Sirach honors and praises God who is ever present and faithful to the works of his hands in all of creation, in all of the universe, and especially in the world of the first century before Christianity was born. They are hopeful and exude hope throughout the book of Sirach. We learn about the wisdom of God and the God of all hopefulness for us.
In the Gospel of Mark we always see Jesus and hear him as a teacher who is helping his followers, the disciples to learn what it really means to follow him as their teacher. In the passage we see that they are not absorbing the message of the Cross and the suffering that Jesus will go undergo in his way of the Cross. Mark definitely is the Gospel of the Cross among the four evangelists.
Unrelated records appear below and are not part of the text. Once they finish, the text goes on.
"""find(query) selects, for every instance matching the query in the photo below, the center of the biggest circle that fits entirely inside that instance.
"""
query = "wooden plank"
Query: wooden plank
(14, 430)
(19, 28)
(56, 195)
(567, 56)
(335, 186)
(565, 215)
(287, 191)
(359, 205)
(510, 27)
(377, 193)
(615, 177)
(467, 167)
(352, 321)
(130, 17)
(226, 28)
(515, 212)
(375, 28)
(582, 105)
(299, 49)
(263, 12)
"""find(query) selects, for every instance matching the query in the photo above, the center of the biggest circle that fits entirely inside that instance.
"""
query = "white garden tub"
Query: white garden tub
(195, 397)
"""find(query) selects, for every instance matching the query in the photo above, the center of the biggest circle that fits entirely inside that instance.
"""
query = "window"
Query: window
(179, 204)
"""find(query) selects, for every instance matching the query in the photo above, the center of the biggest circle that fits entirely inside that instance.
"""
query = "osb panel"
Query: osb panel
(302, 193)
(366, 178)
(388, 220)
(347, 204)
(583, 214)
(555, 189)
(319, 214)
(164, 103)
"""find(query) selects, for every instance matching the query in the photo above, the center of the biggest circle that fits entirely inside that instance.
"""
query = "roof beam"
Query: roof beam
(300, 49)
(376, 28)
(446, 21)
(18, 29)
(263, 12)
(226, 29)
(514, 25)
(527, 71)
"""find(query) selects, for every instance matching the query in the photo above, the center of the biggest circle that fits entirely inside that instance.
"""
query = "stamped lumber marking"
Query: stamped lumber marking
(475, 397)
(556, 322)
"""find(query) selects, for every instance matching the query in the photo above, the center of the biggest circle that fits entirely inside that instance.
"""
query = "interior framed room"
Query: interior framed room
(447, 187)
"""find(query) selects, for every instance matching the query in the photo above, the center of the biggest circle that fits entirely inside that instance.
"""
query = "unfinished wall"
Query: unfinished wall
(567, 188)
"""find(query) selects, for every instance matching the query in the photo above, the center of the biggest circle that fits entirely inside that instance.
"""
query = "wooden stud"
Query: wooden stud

They are missing the point of Jesus direct saying that he iterates on three different occasion that it is necessary that he suffer, die, and then rise from the dead. The disciples are concerned about their status in the reign of God and who is the greatest among them. They are still selfish and slow to learn what Jesus is teaching. They are not sinning in this but certainly are not on the journey wholeheartedly with Jesus. Sin is completely missing the mark or the purpose of being united to God and to Jesus. They are not deliberately doing this but are not focused on the divine words of Jesus. We all fall into thinking our reality is what counts and often forget the bigger picture involved in discipleship and holiness. We are not with it! We often drift away from realizing the presence of Jesus now, today, and always. We wander off from the way of his journey—the royal road of the Cross. We finally get some wisdom and when we start realizing that discipleship is a lifelong process. We then know it and are apt to do something about it.